Sondra, who works in an accounting department, resumed her work part time, starting early and working through lunch. When she’s done, she heads to the burn center to visit Kelsi.

Brian is an electric company project manager and able to set his own hours. For 41 days straight, he spent several hours in the afternoon at his daughter’s bedside. That ended Monday, when more stringent COVID-19 safety restrictions barred the parents from visiting their daughter for the first time.

He has tasked himself with figuring out how else he can help Kelsi.

“Other than some clothes and her musical instruments that she still had in our house, she lost everything,” he said. “Cellphone, melted. Computers, melted. Every remnant of what she had, gone.”

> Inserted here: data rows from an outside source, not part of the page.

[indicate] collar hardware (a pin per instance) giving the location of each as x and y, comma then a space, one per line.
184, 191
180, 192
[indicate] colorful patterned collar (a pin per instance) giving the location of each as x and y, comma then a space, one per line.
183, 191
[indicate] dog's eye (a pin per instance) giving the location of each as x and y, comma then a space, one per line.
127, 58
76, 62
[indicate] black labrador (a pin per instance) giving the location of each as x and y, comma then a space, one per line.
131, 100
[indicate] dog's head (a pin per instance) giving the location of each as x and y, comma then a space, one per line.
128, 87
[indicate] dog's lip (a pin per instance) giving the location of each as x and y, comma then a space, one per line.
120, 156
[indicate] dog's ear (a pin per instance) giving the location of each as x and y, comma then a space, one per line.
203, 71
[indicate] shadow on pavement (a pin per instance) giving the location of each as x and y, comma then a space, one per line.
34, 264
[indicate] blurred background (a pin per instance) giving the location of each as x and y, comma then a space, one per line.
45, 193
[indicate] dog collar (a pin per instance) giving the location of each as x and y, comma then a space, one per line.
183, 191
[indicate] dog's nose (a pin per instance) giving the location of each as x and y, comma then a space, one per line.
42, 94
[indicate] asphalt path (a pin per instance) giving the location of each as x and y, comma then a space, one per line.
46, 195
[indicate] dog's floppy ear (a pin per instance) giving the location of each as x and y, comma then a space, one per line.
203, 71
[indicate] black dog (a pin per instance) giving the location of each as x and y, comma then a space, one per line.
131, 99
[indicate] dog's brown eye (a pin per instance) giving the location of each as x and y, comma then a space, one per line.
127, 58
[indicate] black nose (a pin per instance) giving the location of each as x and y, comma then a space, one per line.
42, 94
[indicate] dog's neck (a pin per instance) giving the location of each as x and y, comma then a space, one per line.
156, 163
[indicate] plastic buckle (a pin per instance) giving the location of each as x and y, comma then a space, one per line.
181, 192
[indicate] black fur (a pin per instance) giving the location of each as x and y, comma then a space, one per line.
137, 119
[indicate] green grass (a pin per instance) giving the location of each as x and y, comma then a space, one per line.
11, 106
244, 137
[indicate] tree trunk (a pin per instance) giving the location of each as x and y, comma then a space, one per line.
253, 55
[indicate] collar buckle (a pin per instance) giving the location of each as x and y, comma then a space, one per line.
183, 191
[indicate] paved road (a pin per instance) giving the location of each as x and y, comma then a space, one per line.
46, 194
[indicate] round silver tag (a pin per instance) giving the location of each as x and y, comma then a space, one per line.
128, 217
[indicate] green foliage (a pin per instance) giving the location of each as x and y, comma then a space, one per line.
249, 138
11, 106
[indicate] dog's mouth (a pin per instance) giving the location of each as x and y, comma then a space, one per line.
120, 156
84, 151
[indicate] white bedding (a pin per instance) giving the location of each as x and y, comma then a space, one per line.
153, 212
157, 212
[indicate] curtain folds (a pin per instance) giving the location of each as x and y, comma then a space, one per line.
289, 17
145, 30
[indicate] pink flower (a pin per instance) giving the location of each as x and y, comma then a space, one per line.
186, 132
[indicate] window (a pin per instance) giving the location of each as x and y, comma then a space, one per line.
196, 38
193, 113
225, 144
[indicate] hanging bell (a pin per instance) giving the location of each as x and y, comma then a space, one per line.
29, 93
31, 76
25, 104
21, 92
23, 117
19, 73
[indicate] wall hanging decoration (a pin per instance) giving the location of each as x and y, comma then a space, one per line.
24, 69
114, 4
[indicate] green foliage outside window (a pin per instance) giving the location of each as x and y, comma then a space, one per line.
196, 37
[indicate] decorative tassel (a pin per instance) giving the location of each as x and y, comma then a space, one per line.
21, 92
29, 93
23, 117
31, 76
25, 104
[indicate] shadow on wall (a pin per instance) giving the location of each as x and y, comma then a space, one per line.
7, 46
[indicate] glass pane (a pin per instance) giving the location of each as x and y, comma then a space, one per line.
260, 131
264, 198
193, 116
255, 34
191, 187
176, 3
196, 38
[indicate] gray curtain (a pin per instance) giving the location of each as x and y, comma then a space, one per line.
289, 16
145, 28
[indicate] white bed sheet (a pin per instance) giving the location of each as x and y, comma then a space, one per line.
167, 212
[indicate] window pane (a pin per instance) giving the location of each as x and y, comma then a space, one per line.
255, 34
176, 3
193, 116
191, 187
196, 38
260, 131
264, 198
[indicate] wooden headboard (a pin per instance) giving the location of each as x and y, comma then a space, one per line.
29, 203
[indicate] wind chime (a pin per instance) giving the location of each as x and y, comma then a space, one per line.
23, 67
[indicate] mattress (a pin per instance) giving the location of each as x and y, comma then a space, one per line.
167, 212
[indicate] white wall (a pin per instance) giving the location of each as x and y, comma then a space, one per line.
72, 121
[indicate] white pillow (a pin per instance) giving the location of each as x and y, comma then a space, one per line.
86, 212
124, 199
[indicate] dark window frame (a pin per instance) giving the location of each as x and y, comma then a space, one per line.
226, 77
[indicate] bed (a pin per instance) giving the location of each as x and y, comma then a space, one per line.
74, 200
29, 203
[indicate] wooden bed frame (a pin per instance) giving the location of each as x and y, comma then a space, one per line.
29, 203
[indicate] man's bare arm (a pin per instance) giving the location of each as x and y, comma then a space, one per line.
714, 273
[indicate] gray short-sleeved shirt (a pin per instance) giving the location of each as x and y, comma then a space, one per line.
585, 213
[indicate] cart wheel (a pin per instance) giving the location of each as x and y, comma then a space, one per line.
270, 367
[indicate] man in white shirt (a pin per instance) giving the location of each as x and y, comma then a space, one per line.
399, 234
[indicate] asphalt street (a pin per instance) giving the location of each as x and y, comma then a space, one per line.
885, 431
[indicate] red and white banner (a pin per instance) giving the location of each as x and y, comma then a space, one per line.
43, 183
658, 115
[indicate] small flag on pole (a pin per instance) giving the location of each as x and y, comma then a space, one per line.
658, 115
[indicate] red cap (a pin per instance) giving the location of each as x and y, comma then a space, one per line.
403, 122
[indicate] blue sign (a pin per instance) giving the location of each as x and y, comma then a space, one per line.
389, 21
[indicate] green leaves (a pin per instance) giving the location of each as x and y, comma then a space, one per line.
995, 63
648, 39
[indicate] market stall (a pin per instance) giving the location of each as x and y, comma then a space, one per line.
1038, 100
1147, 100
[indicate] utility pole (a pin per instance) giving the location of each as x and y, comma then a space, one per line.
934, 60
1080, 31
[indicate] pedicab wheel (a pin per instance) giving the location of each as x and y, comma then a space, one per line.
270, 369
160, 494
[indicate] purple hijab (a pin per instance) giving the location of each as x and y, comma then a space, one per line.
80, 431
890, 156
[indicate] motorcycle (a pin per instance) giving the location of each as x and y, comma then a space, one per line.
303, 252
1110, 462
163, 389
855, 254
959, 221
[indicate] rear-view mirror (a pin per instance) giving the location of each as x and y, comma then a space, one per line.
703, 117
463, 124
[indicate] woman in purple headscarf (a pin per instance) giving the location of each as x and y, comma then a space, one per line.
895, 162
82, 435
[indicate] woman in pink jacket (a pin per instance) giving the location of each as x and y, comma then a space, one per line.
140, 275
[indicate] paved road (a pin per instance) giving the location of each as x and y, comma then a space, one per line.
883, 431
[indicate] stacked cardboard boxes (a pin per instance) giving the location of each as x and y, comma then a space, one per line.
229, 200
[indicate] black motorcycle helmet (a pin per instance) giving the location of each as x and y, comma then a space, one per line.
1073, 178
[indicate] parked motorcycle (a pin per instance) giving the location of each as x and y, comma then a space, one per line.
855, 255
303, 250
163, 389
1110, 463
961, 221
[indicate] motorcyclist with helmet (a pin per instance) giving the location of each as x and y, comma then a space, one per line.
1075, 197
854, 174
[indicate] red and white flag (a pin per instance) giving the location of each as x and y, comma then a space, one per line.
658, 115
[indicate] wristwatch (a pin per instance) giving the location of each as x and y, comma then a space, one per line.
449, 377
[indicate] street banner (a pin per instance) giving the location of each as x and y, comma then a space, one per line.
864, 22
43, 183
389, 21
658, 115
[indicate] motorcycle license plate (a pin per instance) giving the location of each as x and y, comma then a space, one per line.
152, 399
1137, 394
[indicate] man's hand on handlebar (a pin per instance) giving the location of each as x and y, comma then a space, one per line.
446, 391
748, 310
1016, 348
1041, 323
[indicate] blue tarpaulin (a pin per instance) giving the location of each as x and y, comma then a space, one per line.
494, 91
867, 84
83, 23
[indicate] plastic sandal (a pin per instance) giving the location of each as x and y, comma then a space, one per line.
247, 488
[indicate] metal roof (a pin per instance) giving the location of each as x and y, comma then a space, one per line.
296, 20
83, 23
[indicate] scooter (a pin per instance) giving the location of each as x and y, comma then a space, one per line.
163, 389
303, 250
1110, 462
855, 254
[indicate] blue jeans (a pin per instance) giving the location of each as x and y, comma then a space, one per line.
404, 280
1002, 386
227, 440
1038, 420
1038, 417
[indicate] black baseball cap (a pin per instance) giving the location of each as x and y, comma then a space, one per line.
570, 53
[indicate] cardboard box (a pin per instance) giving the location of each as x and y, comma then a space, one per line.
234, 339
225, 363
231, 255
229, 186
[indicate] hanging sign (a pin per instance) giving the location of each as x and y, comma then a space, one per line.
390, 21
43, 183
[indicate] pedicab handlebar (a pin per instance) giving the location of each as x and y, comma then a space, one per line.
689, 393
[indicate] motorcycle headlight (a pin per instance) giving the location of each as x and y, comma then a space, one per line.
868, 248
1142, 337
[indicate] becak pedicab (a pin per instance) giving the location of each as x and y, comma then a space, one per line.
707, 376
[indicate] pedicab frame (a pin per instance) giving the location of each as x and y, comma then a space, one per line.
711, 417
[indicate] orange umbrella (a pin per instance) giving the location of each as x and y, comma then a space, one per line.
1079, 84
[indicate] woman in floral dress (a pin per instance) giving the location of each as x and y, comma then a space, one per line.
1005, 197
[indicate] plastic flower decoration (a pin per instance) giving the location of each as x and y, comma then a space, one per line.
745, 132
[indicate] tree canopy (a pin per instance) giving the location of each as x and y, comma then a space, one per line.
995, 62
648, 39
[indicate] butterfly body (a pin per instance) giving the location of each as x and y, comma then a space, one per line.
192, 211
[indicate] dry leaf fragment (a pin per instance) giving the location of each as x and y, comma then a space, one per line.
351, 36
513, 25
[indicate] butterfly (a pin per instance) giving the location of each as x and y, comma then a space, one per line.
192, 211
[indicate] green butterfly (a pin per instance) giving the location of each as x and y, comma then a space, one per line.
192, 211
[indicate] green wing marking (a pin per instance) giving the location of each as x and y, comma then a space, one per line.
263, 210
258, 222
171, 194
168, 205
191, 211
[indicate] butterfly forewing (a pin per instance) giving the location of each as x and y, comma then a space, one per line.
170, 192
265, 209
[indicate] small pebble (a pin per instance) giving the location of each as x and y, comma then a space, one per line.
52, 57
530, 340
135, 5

He found her car parked less than a block away from the complex but didn’t have keys to it. He’s tried to get her mail and figure out if she had bills that needed to be paid.

Sondra Edmonds has read books to her daughter, the latest “Chicken Soup for the Soul,” a series of inspirational stories of people’s lives.

The two brought Kelsi’s favorite CDs to play in her room. Friends and relatives decorated the room with a large folding poster board of photos from her high school and college days. Her father added photos from home, with the well-wishes and many cards they’ve received.

“Once she wakes up, I want her to be able to see all that, all the support she has,” her mother said.

‘Don’t give us sadness’

Brian Edmonds said he takes his cues from the surgeons, nurses, counselors, nutritionists and other staff at the burn center.

“These people are amazing and they’re upbeat all the time,” he said. “Don’t give us sadness. Don’t give us, ‘Oh we’re sorry.’ Sorry is sadness. We need all the positive energy we can and we truly think it’s working.”

Sondra Edmonds said she tries not to dwell on what she can’t control.

“It does no good to be angry. I’m disappointed in the person who did it. I’d like him to know two lives are gone and my daughter is fighting for her life right now,” she said.

“Whoever did it, I’d like him to think before you do something stupid.”

Arson investigators are working to identify those responsible for the fire and consulting with the Multnomah County District Attorney’s Office to determine if the case warrants criminal prosecution for potential recklessness or negligence.

Brian Edmonds faults the Heidi Manor owner and apartment management for allowing two dumpsters – the plastic one that melted and a metal dumpster – to sit under apartments.

“If the dumpsters weren’t under there, and if they were out away from the buildings,” he said, “this wouldn’t have happened.”

On a recent Sunday, Sondra Edmonds found some solace during her visit with Kelsi.

As she arrived at her daughter’s room, the nurse announced to Kelsi that her mom was there.

“She opened her eyes and turned her head and looked at me and smiled at me. Then she moved both arms toward me as if she wanted to give me a hug.

“That made my day,” Sondra Edmonds said. “I took it as a very good day. We’ll see what tomorrow brings.”